Accordingly, even if there is a difference in amplicon synthesis efficiency between the reaction paths, the amplicon may be synthesized at a suitable amount.
The other embodiments disclosed in the present application will be explained below. PCR is not limited to that carried on a microchip. For example, the content disclosed in the present application may be applied to PCR carried out at a laboratory etc. That is, the amplicon amount monitoring unit 27 may be installed in a thermal cycler, and programmed to increase/decrease the cycle number according to the amplicon amount.

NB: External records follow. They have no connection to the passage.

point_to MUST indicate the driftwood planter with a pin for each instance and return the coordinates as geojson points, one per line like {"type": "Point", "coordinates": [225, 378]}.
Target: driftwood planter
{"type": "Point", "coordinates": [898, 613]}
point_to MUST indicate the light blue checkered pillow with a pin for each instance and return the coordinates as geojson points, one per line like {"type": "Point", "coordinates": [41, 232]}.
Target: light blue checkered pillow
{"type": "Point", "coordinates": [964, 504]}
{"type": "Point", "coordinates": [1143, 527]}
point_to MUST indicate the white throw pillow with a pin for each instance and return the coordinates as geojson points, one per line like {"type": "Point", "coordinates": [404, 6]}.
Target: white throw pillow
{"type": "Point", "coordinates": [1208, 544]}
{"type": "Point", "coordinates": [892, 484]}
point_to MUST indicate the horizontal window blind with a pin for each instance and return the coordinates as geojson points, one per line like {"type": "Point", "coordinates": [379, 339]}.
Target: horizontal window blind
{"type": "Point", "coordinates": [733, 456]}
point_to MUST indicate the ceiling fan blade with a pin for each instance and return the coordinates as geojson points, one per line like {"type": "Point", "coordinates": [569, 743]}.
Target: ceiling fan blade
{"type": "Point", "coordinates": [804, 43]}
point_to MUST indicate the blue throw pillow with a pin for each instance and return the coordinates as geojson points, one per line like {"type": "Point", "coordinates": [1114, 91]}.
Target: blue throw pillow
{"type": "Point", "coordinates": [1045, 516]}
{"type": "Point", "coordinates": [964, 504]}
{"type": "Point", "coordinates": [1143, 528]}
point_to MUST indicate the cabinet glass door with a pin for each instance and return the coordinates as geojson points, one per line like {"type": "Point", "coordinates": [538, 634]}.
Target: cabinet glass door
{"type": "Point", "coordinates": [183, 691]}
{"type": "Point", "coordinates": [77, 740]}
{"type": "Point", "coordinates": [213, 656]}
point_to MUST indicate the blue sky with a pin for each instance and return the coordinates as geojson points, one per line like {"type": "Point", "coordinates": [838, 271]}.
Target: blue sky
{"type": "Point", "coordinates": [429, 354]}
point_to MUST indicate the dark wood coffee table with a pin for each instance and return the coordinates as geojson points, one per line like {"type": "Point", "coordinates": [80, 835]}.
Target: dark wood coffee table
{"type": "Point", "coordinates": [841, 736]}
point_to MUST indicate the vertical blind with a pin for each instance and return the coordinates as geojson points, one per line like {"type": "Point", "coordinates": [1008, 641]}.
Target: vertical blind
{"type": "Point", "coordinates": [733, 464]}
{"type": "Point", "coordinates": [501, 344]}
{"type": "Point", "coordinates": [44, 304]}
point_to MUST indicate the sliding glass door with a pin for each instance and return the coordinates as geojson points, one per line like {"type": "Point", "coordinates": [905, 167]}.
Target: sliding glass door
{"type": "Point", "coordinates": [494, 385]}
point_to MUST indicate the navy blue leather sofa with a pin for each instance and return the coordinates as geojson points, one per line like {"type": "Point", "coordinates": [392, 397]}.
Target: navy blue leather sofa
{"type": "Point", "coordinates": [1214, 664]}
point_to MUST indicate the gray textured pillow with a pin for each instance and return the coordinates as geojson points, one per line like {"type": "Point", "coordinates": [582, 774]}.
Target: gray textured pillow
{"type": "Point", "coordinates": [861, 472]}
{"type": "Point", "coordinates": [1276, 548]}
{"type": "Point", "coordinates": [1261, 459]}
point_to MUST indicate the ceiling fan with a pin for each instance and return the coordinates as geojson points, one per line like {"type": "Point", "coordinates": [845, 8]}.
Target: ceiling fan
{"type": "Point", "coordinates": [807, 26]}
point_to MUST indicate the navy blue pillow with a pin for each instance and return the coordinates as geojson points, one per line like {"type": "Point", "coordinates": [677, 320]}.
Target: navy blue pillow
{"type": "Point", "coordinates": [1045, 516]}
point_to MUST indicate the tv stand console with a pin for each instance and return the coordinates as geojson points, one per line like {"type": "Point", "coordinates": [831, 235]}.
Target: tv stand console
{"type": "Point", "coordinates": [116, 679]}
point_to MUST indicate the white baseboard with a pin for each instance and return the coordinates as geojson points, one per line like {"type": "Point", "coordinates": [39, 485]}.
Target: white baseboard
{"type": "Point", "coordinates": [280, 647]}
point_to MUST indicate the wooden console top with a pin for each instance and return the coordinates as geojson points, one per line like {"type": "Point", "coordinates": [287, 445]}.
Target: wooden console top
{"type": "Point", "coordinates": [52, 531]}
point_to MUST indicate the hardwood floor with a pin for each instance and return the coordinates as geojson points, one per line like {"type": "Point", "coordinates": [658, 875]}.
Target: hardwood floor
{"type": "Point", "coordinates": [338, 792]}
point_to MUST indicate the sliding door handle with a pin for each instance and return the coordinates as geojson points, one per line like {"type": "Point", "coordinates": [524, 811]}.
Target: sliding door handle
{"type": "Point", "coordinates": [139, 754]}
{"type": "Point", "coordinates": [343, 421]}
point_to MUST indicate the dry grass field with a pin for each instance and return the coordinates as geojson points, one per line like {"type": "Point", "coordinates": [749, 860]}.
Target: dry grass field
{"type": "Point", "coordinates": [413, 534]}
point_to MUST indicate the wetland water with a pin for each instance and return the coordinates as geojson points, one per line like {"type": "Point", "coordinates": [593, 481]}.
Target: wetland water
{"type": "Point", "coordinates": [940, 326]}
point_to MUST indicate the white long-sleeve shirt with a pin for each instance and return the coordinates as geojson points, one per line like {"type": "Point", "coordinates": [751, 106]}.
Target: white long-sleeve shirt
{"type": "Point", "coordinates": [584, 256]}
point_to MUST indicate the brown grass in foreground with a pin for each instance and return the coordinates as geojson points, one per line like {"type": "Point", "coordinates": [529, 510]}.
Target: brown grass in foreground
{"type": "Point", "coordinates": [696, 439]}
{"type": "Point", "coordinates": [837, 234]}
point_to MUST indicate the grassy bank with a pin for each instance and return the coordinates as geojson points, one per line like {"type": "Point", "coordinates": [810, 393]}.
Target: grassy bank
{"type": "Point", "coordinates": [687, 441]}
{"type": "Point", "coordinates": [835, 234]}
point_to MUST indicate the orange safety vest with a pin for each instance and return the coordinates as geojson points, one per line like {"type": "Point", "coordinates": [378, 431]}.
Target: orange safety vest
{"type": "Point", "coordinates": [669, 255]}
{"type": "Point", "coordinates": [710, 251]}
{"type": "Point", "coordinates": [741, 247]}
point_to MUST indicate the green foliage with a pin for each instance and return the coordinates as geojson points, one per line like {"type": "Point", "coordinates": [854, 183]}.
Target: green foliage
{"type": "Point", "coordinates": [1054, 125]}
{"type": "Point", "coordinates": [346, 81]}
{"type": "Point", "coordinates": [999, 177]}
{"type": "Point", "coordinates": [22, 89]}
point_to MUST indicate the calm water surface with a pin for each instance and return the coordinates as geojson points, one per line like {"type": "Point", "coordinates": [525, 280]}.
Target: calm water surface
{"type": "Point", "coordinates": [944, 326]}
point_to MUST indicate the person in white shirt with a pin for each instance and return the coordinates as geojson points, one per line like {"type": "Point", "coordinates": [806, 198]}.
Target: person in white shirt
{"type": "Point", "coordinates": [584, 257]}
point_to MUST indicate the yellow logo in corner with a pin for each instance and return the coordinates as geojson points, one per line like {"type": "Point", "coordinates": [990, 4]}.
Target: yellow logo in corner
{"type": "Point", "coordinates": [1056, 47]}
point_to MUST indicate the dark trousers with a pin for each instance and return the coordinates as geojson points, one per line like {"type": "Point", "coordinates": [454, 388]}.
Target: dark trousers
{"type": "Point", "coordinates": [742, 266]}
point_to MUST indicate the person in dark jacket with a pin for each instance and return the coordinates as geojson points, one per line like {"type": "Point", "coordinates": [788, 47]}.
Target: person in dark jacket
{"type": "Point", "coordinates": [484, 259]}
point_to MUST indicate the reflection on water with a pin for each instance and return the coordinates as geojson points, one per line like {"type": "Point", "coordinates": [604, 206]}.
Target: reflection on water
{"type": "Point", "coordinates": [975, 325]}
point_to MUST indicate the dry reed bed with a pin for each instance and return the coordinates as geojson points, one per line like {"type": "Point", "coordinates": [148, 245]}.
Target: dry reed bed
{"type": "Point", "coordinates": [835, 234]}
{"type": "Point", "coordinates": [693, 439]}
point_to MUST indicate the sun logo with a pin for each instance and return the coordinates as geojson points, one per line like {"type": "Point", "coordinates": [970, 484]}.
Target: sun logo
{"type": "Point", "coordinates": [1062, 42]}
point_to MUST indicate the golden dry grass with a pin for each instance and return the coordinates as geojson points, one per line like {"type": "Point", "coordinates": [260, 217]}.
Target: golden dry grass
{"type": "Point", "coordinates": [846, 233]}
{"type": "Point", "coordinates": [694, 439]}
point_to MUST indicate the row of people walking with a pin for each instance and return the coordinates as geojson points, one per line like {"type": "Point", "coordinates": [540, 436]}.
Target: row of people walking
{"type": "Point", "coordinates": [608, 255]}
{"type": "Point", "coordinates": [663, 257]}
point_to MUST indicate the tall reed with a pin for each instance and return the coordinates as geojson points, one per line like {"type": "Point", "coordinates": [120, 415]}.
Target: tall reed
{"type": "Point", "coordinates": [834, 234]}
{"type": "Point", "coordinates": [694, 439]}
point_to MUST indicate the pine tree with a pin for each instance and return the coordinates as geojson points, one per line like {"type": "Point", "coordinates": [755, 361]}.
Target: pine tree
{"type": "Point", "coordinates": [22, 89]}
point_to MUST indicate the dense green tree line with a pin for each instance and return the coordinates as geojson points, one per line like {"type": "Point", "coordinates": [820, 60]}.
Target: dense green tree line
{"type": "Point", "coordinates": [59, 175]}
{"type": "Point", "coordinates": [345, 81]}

In addition, sample condition, PCR condition, measurement condition for amplicon amount, electrophoresis condition and the like may be modified variously. For example, sample solution(s) analyzed at once are not limited to sample solution obtained from the same subject, those obtained from a plurality of subjects may be applied. In such case, although amount of template DNA contained in the sample solutions would be different from each other, according to the disclosure in the present application, amplicon may be synthesized at a suitable amount in all sample solutions.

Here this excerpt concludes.